A camp set up near the wetlands was attacked by police on April 30, 2010. Tents and food supplies were set on fire and campers alleged up to 5000 people were beaten and arrested.
In July that year, police conducted armed marches in the town and surrounding villages and warned people against accessing the wetlands. This was a week after then-federal minister for the environment Jairam Ramesh visited the town and assured the people their concerns would be heard.
On July 13, when about 3000 police descended on the town, reports spread that the company was trying to build a wall in the wetlands. About 20,000 people marched to the site to prevent work. They were brutally attacked by the police and security guards hired by the company. Police opened fire on the protesters, killing two. Another person died later in hospital and five others were seriously injured.

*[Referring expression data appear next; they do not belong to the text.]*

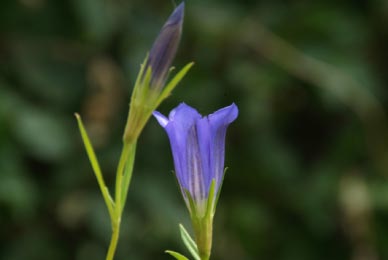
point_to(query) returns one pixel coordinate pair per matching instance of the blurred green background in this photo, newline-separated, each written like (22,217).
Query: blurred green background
(307,157)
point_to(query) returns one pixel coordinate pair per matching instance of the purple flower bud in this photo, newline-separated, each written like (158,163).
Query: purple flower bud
(198,148)
(164,48)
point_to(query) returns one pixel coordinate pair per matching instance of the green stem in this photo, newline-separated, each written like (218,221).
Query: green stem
(203,228)
(114,240)
(123,180)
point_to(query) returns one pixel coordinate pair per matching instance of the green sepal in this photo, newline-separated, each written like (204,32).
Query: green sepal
(219,191)
(189,242)
(177,255)
(173,83)
(96,167)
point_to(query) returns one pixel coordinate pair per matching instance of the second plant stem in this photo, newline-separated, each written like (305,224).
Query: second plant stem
(123,180)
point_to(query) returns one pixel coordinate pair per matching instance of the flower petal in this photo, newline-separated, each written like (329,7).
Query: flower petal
(219,122)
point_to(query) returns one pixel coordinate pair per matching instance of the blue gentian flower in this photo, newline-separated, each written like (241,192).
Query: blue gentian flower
(165,47)
(198,148)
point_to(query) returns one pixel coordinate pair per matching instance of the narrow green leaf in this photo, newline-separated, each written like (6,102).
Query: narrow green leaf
(189,242)
(96,167)
(173,83)
(128,173)
(177,255)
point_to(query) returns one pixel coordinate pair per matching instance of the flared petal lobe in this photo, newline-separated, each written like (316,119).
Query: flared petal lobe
(198,148)
(165,47)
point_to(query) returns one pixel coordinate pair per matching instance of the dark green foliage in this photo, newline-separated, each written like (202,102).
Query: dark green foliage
(307,157)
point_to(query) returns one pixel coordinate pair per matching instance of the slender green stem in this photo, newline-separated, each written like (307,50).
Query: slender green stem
(96,167)
(114,240)
(123,180)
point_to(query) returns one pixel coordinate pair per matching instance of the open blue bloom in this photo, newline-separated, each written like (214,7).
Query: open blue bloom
(198,148)
(164,48)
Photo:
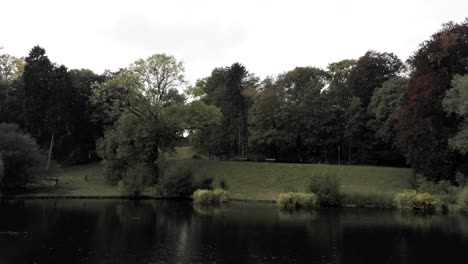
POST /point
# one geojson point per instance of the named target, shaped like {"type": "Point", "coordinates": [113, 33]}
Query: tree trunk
{"type": "Point", "coordinates": [50, 150]}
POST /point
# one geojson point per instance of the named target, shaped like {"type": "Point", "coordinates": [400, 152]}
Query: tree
{"type": "Point", "coordinates": [304, 86]}
{"type": "Point", "coordinates": [423, 126]}
{"type": "Point", "coordinates": [384, 102]}
{"type": "Point", "coordinates": [355, 117]}
{"type": "Point", "coordinates": [268, 122]}
{"type": "Point", "coordinates": [150, 115]}
{"type": "Point", "coordinates": [456, 102]}
{"type": "Point", "coordinates": [36, 80]}
{"type": "Point", "coordinates": [21, 158]}
{"type": "Point", "coordinates": [370, 71]}
{"type": "Point", "coordinates": [228, 89]}
{"type": "Point", "coordinates": [11, 69]}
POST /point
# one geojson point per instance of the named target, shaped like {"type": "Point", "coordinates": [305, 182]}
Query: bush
{"type": "Point", "coordinates": [223, 184]}
{"type": "Point", "coordinates": [221, 196]}
{"type": "Point", "coordinates": [135, 180]}
{"type": "Point", "coordinates": [411, 199]}
{"type": "Point", "coordinates": [22, 160]}
{"type": "Point", "coordinates": [404, 199]}
{"type": "Point", "coordinates": [425, 202]}
{"type": "Point", "coordinates": [292, 200]}
{"type": "Point", "coordinates": [1, 171]}
{"type": "Point", "coordinates": [204, 183]}
{"type": "Point", "coordinates": [177, 181]}
{"type": "Point", "coordinates": [327, 189]}
{"type": "Point", "coordinates": [376, 200]}
{"type": "Point", "coordinates": [462, 200]}
{"type": "Point", "coordinates": [216, 196]}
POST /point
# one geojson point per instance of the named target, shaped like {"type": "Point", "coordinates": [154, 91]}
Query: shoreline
{"type": "Point", "coordinates": [147, 197]}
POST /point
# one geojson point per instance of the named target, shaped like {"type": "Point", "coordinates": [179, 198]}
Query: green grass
{"type": "Point", "coordinates": [264, 181]}
{"type": "Point", "coordinates": [361, 185]}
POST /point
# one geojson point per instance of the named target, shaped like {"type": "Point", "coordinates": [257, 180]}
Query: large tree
{"type": "Point", "coordinates": [423, 126]}
{"type": "Point", "coordinates": [370, 71]}
{"type": "Point", "coordinates": [456, 102]}
{"type": "Point", "coordinates": [228, 89]}
{"type": "Point", "coordinates": [150, 115]}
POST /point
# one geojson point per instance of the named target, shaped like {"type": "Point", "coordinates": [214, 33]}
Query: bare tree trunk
{"type": "Point", "coordinates": [349, 151]}
{"type": "Point", "coordinates": [50, 150]}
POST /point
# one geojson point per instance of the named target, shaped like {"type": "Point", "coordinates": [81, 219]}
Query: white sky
{"type": "Point", "coordinates": [268, 37]}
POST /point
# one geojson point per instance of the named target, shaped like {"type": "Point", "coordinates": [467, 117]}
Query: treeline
{"type": "Point", "coordinates": [375, 109]}
{"type": "Point", "coordinates": [372, 110]}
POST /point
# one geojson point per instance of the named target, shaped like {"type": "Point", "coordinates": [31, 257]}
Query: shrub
{"type": "Point", "coordinates": [461, 179]}
{"type": "Point", "coordinates": [292, 200]}
{"type": "Point", "coordinates": [462, 200]}
{"type": "Point", "coordinates": [177, 181]}
{"type": "Point", "coordinates": [378, 200]}
{"type": "Point", "coordinates": [1, 171]}
{"type": "Point", "coordinates": [327, 189]}
{"type": "Point", "coordinates": [425, 202]}
{"type": "Point", "coordinates": [203, 197]}
{"type": "Point", "coordinates": [223, 184]}
{"type": "Point", "coordinates": [135, 180]}
{"type": "Point", "coordinates": [410, 199]}
{"type": "Point", "coordinates": [204, 183]}
{"type": "Point", "coordinates": [404, 199]}
{"type": "Point", "coordinates": [221, 196]}
{"type": "Point", "coordinates": [216, 196]}
{"type": "Point", "coordinates": [22, 159]}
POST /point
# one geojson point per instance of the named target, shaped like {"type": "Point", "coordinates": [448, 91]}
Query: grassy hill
{"type": "Point", "coordinates": [361, 185]}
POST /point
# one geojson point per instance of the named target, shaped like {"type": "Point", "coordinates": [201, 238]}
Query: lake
{"type": "Point", "coordinates": [148, 231]}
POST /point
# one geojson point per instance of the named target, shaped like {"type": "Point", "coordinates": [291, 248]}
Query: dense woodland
{"type": "Point", "coordinates": [375, 109]}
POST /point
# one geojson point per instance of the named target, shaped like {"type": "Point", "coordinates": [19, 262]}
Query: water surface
{"type": "Point", "coordinates": [119, 231]}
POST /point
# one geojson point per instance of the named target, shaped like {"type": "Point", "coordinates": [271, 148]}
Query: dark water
{"type": "Point", "coordinates": [114, 231]}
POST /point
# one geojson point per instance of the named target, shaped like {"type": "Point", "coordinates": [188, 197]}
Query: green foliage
{"type": "Point", "coordinates": [327, 188]}
{"type": "Point", "coordinates": [2, 171]}
{"type": "Point", "coordinates": [369, 199]}
{"type": "Point", "coordinates": [462, 199]}
{"type": "Point", "coordinates": [206, 197]}
{"type": "Point", "coordinates": [223, 184]}
{"type": "Point", "coordinates": [291, 200]}
{"type": "Point", "coordinates": [411, 199]}
{"type": "Point", "coordinates": [456, 102]}
{"type": "Point", "coordinates": [386, 100]}
{"type": "Point", "coordinates": [423, 127]}
{"type": "Point", "coordinates": [371, 71]}
{"type": "Point", "coordinates": [22, 159]}
{"type": "Point", "coordinates": [177, 180]}
{"type": "Point", "coordinates": [221, 196]}
{"type": "Point", "coordinates": [203, 197]}
{"type": "Point", "coordinates": [204, 183]}
{"type": "Point", "coordinates": [129, 142]}
{"type": "Point", "coordinates": [136, 179]}
{"type": "Point", "coordinates": [228, 89]}
{"type": "Point", "coordinates": [404, 199]}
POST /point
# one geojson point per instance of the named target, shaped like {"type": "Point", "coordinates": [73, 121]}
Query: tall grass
{"type": "Point", "coordinates": [326, 187]}
{"type": "Point", "coordinates": [215, 196]}
{"type": "Point", "coordinates": [462, 200]}
{"type": "Point", "coordinates": [292, 200]}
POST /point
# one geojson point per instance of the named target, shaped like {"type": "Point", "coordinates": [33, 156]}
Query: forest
{"type": "Point", "coordinates": [373, 110]}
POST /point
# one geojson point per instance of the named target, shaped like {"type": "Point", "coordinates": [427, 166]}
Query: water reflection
{"type": "Point", "coordinates": [114, 231]}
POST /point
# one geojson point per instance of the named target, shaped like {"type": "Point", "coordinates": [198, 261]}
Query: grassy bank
{"type": "Point", "coordinates": [264, 181]}
{"type": "Point", "coordinates": [361, 185]}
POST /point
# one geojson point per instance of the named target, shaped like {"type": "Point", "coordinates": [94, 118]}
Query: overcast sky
{"type": "Point", "coordinates": [268, 37]}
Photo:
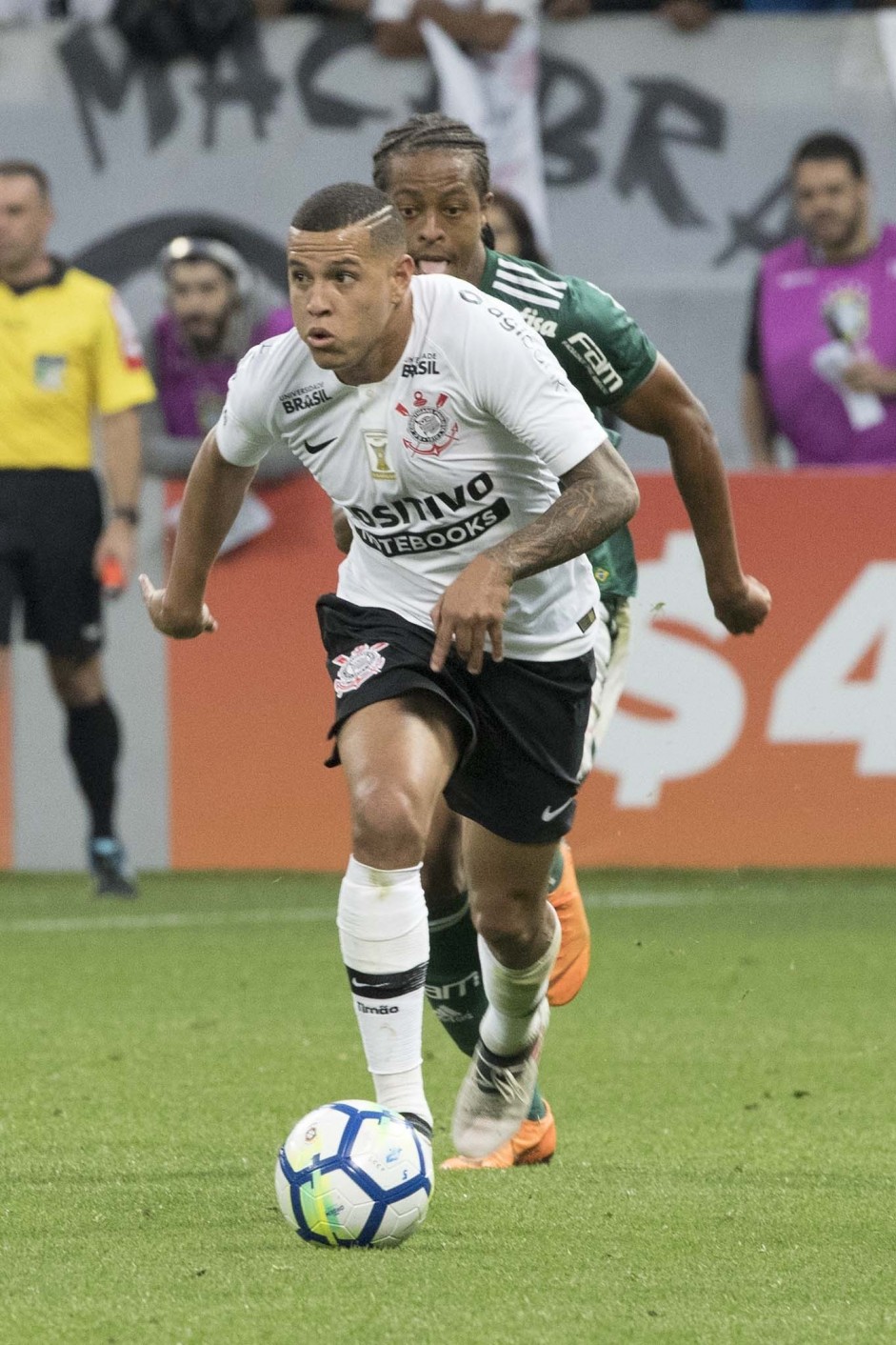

Thanks to mass agitations, support from national and international activists, lawyers and scientists, the National Apellate Authority ordered a halt to building the power plant and the State High Court suspended operation of the government order transferring land to the corporation.
This was a reprieve, but the people of Sompeta continued agitating for five years to have the order scrapped instead of merely suspended.
New chief minister of Andhra Pradesh, Chandrababu Naidu, who had supported the agitation as leader of the opposition, has announced a proposal for a 4000 MW Japanese-built power station at Baruva, which is like moving it across town.
Barely 60 kilometres south of Sompeta is the site of another protest, this time in the wetlands of Kakarapalle region near the town of Palasa.
The story is similar, but the outcome worse. The state government announced plans for a 2640 MW power station in 2009. This plant was to be built in about 3300 acres of wetlands.
The wetlands are an important region of floodwater channels from rivers draining into a marsh and then into the sea at the Bay of Bengal. The wetland system provides a feeding habitat for migratory birds from Siberia, many of which roost in the Teli Neelapuram bird sanctuary on the coast.
About 59 villages around the wetlands depend upon it for water and irrigation and a fishing society of more than 4000 members has had traditional fishing rights in the marsh for more than 100 years.
The Human Rights Forum, environmentalists and left parties alerted communities there to the dangers of the project when the then-state government transferred the land to the Industrial Infrastructure Corporation to be sold to the power station.
The response of the government was similar: police camps, marches, harassment of visitors and restrictions on movement. When people protested in February 2010, the police reportedly burnt 18 houses,crops in the field and our people were killed when police fired on protests. At least 50 others were injured.
People have boycotted an administrative inquiry into the deaths and have demanded a judicial inquiry. But some of the local leaders have been intimidated and bribed into collaboration.
Protesters approached the National Appellate Authority on this case as well, but the authority recommended that since 1100 acres had already been occupied by the corporation, it could continue building on that land.
The fishing community and part of the affected villages continue to protest, but the company has continued building by using a roundabout route to transport material. The result of the partially built plant is that farm lands are being flooded by displaced waters.
People in the region have said that although 600 acres were submerged in 2009, the flooding had spread to 43,000 acres of rice-growing land last year.
The scale of environmental and social devastation being imposed on some the most vulnerable sections of the population, as well as the environment, in India can be seen from the fact that two thermal power stations and a 10,000 MW nuclear power station, at Kovvada in the same administrative district, are being built within 150 kilometres of each other.